Industrial production (both PIP and CIP)
Production of resources (primarily Dust)
Discretionary funding allocation ('wealth')
Trade income
Diplomatic actions and expenditures
Economic growth
R&D expenditures
General upkeep (logistics, etc)
Expeditions
Random events


Industries (PIP and CIP)

PIP (Primary Industrial Production) and CIP (Complex Industrial Production) are the two elements of a nation’s industrial output. PIP represents bulk production – mining, low-complexity factories, etc. By contrast, CIP represents high-precision, low-volume manufacturing, primarily electronics and other micro-scale objects. To a certain extent these values (like all economic values) are holistic; they are more a measure of ability to perform a given industrial task than an actual quantifiable measure such as ‘X thousand tons of steel’.

Given the variability of nation and the governmental system, industries represent facilities directly owned and operated by the state, long-term production contracts to the government or any permutation in between. What matters is they are productive ability directly available to the state. What they do not represent is the entirety of a nation's productive capacity - though one can assume that a high industrial value generally correlates to a large civilian industrial sector.

Industry that is not used in a quarter is wasted; industry cannot be banked.

A nation that cannot complete a given item in one quarter can carry unfinished items to the next quarter.

Fabers

Resources

'Resources' is a catch-all term for specific, sufficiently valuable and easily portable resources used in industrial production that they are tracked seperately. Most typically this is Dust - theotechnological nanocomputers capable of locally modifying physical constants. Dust and its upgraded derivatives (Theta and Omega dust) underpin much of modern technology, despite being black boxes.

All resources are portable and any excess is stockpiled; conversely, excess requirements are pulled from stockpiles.

Drexlers

Funding (Wealth)

Like industry, wealth is a holistic measure of monetary expenditures, manpower and some intangibles, such as intellectual property, software, etc. Wealth is the main medium of exchange in Sphere and as such plays a pivotal role in task such as hiring and supporting militaries, expanding economies and buying things from (N)PCs.

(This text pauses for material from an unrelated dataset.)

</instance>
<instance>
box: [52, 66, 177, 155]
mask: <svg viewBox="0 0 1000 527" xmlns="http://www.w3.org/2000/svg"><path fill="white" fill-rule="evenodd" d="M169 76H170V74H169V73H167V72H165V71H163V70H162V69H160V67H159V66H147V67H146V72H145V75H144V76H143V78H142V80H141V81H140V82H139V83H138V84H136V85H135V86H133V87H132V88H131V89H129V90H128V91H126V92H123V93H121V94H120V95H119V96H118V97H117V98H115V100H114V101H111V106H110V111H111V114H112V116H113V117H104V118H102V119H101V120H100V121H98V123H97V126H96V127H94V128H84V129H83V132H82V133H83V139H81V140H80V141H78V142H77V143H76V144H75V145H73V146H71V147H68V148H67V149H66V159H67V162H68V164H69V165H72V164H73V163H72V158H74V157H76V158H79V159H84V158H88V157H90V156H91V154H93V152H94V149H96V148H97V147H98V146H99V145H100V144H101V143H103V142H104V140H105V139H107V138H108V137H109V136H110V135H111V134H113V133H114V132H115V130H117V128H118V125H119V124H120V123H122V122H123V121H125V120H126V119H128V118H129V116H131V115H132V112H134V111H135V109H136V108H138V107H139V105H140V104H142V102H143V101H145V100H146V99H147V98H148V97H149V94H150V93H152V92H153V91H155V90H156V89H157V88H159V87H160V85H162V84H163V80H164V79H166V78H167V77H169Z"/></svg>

Wealth, like industries, essentially represents discretionary/exceptional expenditures and national-level slush funds and only very generally relates to actual national GDP. Various day to day expenditures such as pensions, healthcare, education and so on can be assumed to happen in the background. Even nations that do not have a currency per se still have 'wealth', in the sense of mobilizable state resources.

Wealth, like resources, is bankable over quarters.

Trade

Diplomatic Actions

Economic Growth

Economic Sectors

Nations grow organically over time and thus every quarter a nation can invest into growing its economy - or more specifically, growing the parts that are directly of interest and relevance to gameplay. The limits upon doing so are explained below.

Every quarter, a state may buy a number of points up to its Civilian Tech Index and apply them however it choses to PIP, CIP or Wealth. Each point costs 5 Wealth and increases the economic value by 1.

In addition, a state may increase its infrastructure by its growth rating (normally 1.5%) at the values below:

+5 PIP costs 25 PIP or 5 Wealth, or 35 CIP
+5 CIP costs 25 CIP or wealth, or 35 CIP
+5 Wealth costs 25 wealth, or 35 PIP/CIP
In all cases, round down to the nearest 5.

For every growth multiplier (ie, 3% growth per quarter, 6%, etc) the cost doubles. So growing at 3% would mean every +5 wealth costs 50 wealth per. Note that the doubling applies to all growth in a given sector, not just that which exceeds the cap.

Population

Population grows at an undefined rate per quarter, increasing population production with it. TBA.

Resources

New dust output costs 10 PIP, 10 CIP and 10 Wealth per. specifics of how much TBA.

Research and Development

General Upkeep

Expeditions

A state may launch one Expedition a quarter. The results and returns of the expedition are based on the chosen destination, the amount of resouces allocated and a dose of luck.